Interestingly, 11 families (out of 15, 73.3%) were determined to carry non-mosaic inherited DNVs in RET, at a significantly higher rate than in any previously reported study: 42.9% in Indonesia, 43.8% in France, and 58.3% in Hong Kong, China [14, 26, 27]. Of these, 72.7% are likely pathogenic. These data raise two issues. First, the pathogenic nature of the DNV needs to be established since RET is a commonly mutable gene [28], or rather, its mutants in sperm have a survival advantage [29]. Second, why is the DNV mutation frequency so high? Although our finding may be a chance event it is unlikely because we have observed this before in our studies [7]. A possible and intriguing reason is that many RET DNVs may not be disease-causing or be penetrant on their own but can be in a specific RET genetic background that is more permissive in infants with Chinese (Asian) than European ancestry; note that the frequency is also high in the Hong Kong Chinese sample but not the Indonesian one. A candidate for this difference is the RET enhancer polymorphism rs2435357 (MCS + 9.7 or RET+ 3) at which a hypomorphic allele that significantly reduces RET transcription, has a background allele frequency of 24% (homozygotes ~ 6%) in Europe but 45% (homozygotes ~ 20%) across Asia, a ~ 4-fold difference [30, 31]. MCS + 9.7 does not act on RET transcription alone but in concert with at least two other enhancers that also contribute to this genetic background difference [31]. Thus, we hypothesize that this increased widespread susceptibility in China allows a greater number of milder RET variants to be HSCR-associated, including DNVs, accounting for the higher frequency of DNVs in Chinese HSCR patients. Regardless, both paternal age and the sequencing sensitivity of different technologies should be taken into account when making the final statement.
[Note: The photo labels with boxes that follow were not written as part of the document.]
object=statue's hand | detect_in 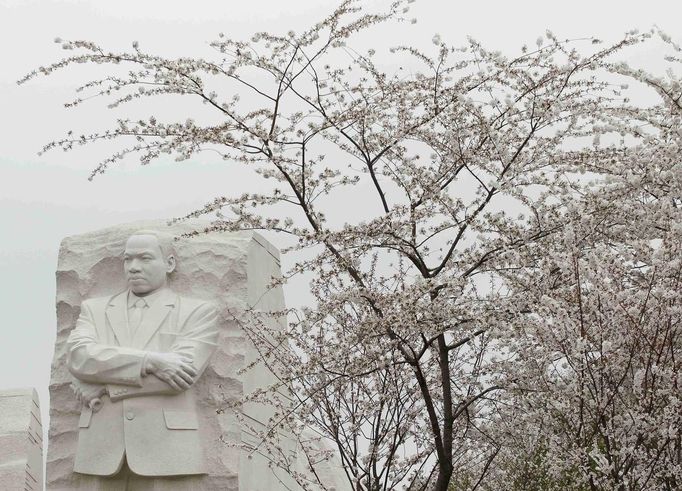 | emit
[71,379,107,406]
[145,352,197,391]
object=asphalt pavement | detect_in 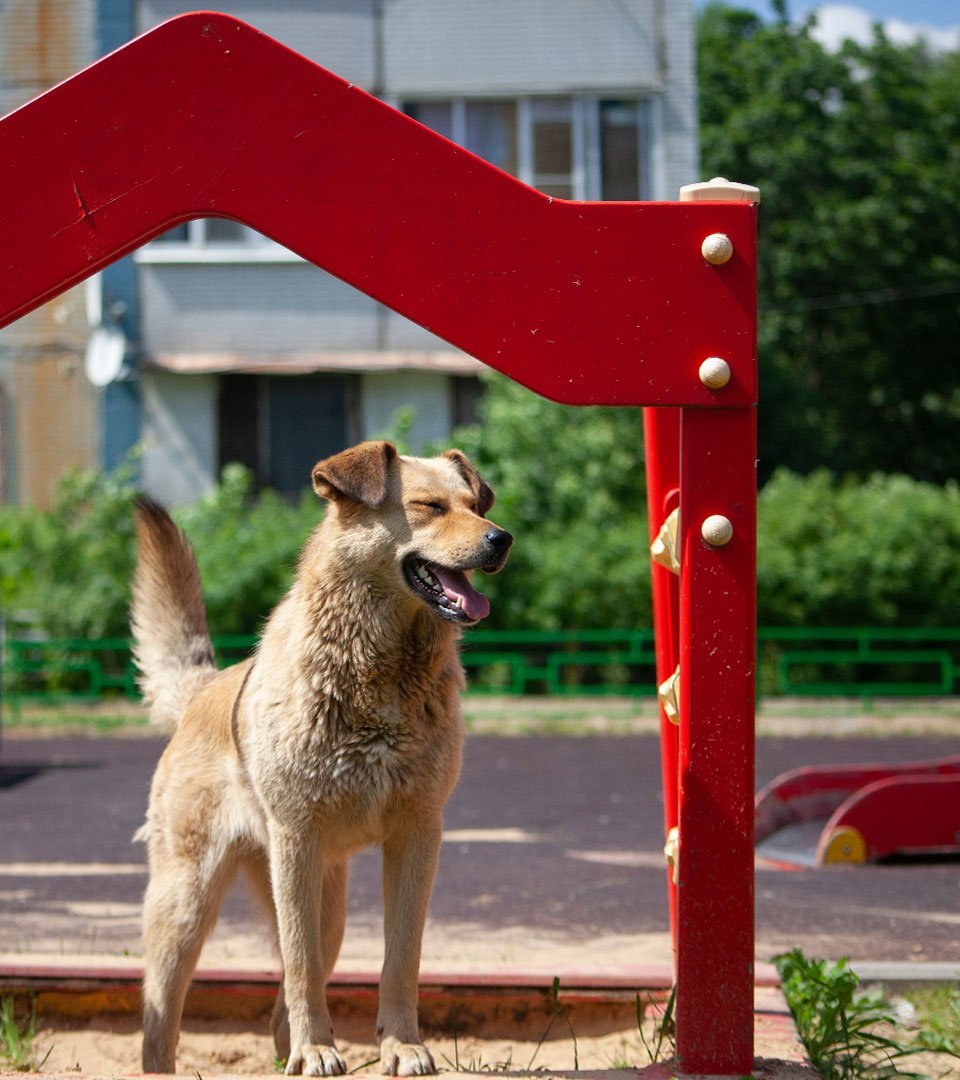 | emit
[0,734,960,969]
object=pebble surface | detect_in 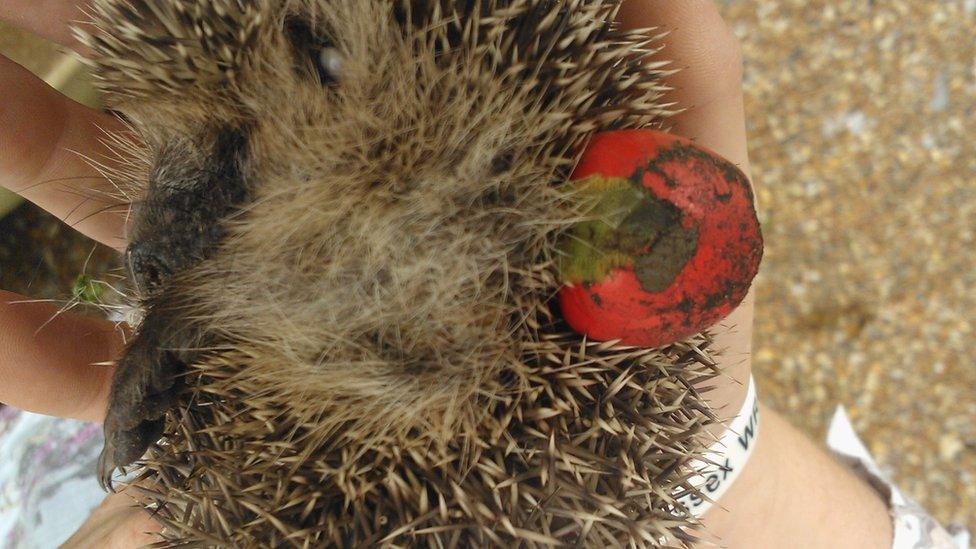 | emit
[0,0,976,527]
[720,0,976,528]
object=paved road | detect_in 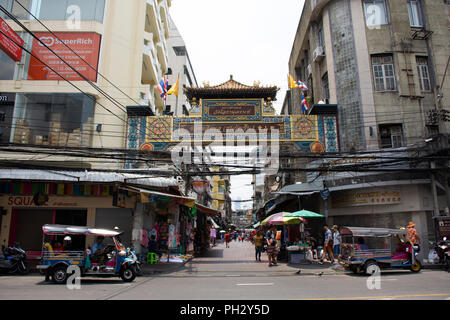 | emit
[0,242,450,300]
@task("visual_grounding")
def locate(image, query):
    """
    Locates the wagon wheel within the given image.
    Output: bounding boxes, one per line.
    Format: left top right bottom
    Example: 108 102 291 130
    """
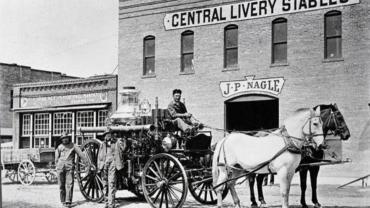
76 139 104 202
45 170 58 183
142 153 188 208
7 170 19 182
189 172 229 204
18 160 36 185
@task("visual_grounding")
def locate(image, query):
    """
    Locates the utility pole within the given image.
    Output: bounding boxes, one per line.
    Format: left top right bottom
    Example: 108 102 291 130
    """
0 126 3 208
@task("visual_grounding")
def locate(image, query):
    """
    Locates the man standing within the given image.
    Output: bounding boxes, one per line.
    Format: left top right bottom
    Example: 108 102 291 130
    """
167 89 195 134
98 132 127 208
55 132 90 207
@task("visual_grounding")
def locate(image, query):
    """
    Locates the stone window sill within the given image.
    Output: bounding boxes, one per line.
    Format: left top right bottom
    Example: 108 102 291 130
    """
180 71 195 75
141 74 156 79
270 62 289 67
222 66 240 72
322 58 344 63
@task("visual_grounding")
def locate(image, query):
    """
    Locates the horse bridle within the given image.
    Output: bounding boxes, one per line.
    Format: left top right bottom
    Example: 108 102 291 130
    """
289 113 324 149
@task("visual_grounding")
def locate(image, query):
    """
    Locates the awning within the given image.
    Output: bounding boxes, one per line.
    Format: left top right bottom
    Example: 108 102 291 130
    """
13 104 108 113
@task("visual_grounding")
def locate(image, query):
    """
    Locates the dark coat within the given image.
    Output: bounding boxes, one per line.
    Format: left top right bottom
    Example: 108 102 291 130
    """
98 139 127 170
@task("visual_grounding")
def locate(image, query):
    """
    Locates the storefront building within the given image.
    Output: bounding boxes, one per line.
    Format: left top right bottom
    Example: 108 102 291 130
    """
13 75 117 148
118 0 370 175
0 63 78 143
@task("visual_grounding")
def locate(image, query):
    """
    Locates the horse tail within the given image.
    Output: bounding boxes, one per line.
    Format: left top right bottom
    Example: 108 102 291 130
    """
212 138 225 186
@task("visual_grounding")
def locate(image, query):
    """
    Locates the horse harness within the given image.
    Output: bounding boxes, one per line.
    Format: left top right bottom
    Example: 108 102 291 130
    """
214 113 322 189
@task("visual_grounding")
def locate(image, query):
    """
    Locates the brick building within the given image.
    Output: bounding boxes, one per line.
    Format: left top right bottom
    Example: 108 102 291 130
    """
0 63 77 142
118 0 370 176
12 75 117 148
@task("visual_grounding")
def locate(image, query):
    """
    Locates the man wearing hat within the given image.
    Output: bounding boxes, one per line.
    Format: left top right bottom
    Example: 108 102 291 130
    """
167 89 202 134
55 132 89 207
98 131 127 208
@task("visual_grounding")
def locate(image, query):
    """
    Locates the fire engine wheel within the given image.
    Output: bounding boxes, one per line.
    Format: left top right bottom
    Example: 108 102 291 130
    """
6 170 19 182
189 176 229 204
76 139 104 202
142 153 188 208
18 160 36 185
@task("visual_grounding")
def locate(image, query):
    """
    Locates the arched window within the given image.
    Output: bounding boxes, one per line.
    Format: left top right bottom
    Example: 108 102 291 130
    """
143 35 155 76
271 18 288 63
324 11 342 59
181 30 194 72
224 25 238 68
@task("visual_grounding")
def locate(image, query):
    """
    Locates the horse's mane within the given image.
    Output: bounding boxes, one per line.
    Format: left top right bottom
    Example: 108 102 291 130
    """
284 108 312 124
294 108 311 113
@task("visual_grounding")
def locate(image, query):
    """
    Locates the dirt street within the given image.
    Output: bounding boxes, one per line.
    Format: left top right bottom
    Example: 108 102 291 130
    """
2 176 370 208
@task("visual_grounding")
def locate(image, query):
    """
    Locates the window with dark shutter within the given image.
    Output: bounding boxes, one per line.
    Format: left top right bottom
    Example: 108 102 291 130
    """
271 18 288 64
224 25 238 68
181 30 194 73
143 36 155 76
325 11 342 59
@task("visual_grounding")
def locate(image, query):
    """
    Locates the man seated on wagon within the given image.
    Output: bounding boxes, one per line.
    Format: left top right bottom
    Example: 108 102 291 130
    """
167 89 201 134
Every human gene is subject to random mutation multiple times within each individual. However, most variants are either benign or never reach a fraction high enough to cause disease. Thus, whether a pathogenic variant is disease penetrant or not depends on the physiological function of the encoded molecule and the fraction of cells possessing the mutation in a given tissue. Somatic mutations that lead to a gain of function or growth advantage might cause disease if they are present in even one cell, as in cancer. On the other hand, somatic mutations that lead to a loss of function might need to occur in a larger clonal fraction in order to cause a clinical phenotype. Therefore, for every deleterious somatic mutation there likely exists a threshold mosaic fraction above which the mutation causes disease but below which it does not and so remains undetected [32]. Of course, for de novo changes the penetrance is likely dependent on the number of cells affected, as well as the specific mutation, the disease involved, and the genetic background of the individual. Thus, distinguishing non-mosaic inherited DNV (germline DNV) from true postzygotic DNVs is important, as is the threshold mosaic fraction. These analyses need to be quantitative because in some cases, in clinically significant cortical malformations, the disorder can result from somatic mutations in as few as 1% of cells [33]. The threshold mosaic fraction for HSCR is important to investigate because it is likely a critical determinant of HSCR penetrance and expressivity.

Conclusion

Together with previously reported cases, our study broadened the clinical and molecular spectrum of HSCR and revealed a large burden of de novo and parental mosaic pathogenic mutations in RET in the Chinese population. All the observations indicated that distinguishing non-mosaic inherited DNV from mosaic inherited DNV is important for both genetic prognosis and accurate counseling.